I must read this book. thank you for introducing us.

Rhi@FlourChild said...

I have to read it too. Though I suspect it will do my head in, as it has yours...
I've been thinking about it all day.
There are lots of little things I would go back to and change, but I can't help but think that if you change just one tiny thing, that I wouldn't have the kids that I have today. And I wouldn't, for anything, wish to change that. (Though at 3 in the morning when I am up for the 2nd time already, I might disagree)
Anyways, I think I will track down a copy and read it. Thank you! x

Shanna Germain said...

Thanks so much for the nice words about the stories. I have to admit that story was a hard one to write, because I know that I was thinking about my own ended marriage (I won't say failed, because it was good for a long time before it wasn't good anymore). Oddly, the story started as an 'affair story' -- I wrote the entire first draft before I realized that she wasn't having sex with a stranger, but with a man she'd known for a very long time...

Jo said...

It did feel so real, Shanna. In the way so many people grow apart, I suppose, grow into something different than they intended, without any understanding of how to get themselves back?
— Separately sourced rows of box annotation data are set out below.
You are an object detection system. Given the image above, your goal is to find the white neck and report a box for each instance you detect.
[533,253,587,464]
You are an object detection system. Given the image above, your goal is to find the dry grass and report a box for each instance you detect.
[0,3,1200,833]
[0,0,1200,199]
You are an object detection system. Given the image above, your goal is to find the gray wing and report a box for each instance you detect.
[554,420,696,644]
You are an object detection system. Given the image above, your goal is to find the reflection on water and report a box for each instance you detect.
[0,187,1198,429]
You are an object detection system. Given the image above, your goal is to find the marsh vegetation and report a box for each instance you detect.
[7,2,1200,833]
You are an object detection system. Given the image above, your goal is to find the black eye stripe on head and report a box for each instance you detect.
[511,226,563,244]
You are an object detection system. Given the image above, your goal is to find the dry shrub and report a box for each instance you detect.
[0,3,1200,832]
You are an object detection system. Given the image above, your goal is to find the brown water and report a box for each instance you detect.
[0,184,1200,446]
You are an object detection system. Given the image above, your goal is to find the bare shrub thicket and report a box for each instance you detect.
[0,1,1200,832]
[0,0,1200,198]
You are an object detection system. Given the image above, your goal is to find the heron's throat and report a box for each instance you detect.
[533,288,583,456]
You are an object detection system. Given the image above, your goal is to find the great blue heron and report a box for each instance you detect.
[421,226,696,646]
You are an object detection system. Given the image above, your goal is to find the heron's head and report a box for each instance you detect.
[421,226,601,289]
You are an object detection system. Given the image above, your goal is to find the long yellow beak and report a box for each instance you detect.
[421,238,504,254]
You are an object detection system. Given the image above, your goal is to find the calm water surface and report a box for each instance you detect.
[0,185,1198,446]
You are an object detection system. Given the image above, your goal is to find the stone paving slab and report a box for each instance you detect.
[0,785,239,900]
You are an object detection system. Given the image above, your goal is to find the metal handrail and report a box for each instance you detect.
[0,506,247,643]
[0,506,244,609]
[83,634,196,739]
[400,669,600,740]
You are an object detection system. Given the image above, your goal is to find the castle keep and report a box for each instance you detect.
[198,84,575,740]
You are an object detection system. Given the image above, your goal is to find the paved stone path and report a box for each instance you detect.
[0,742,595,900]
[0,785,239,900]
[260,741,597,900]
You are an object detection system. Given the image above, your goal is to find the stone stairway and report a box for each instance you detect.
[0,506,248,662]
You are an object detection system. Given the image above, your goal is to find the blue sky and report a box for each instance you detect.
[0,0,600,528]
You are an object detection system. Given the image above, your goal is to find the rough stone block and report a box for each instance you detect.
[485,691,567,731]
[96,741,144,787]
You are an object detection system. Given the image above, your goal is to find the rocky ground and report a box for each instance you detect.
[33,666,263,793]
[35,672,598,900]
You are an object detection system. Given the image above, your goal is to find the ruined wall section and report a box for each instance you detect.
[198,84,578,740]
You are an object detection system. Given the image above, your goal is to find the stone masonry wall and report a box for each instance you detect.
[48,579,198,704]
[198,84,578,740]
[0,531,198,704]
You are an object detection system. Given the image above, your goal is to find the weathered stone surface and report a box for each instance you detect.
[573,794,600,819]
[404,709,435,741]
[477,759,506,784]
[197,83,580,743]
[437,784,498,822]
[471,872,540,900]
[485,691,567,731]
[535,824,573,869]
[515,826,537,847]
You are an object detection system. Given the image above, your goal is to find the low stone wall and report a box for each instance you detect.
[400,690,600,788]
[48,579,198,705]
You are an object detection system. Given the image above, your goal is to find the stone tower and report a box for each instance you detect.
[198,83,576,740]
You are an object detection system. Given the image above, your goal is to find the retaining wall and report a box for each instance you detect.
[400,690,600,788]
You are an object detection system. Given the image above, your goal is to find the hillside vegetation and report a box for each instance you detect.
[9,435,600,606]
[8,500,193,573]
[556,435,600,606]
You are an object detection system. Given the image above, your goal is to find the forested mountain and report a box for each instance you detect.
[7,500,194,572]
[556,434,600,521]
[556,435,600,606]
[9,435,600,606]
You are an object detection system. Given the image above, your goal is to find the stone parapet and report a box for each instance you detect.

I do say failed, because my ending does feel so like a failure to me... an avoidable descent we failed to check or reroute or rescue, maybe.

We get trapped in our parents patterns, I suppose.

Of course it's not a failure if you move onwards and upwards and on to the new thing, rejuvinated by the change instead of being dragged down with it. This story made me think a lot.

I love how the lover is both on the cusp of becoming what he already has, and sympathetic to both his future wife and his future self. It's very strong.

Mwa said...

What if is a dangerous game to play, I find.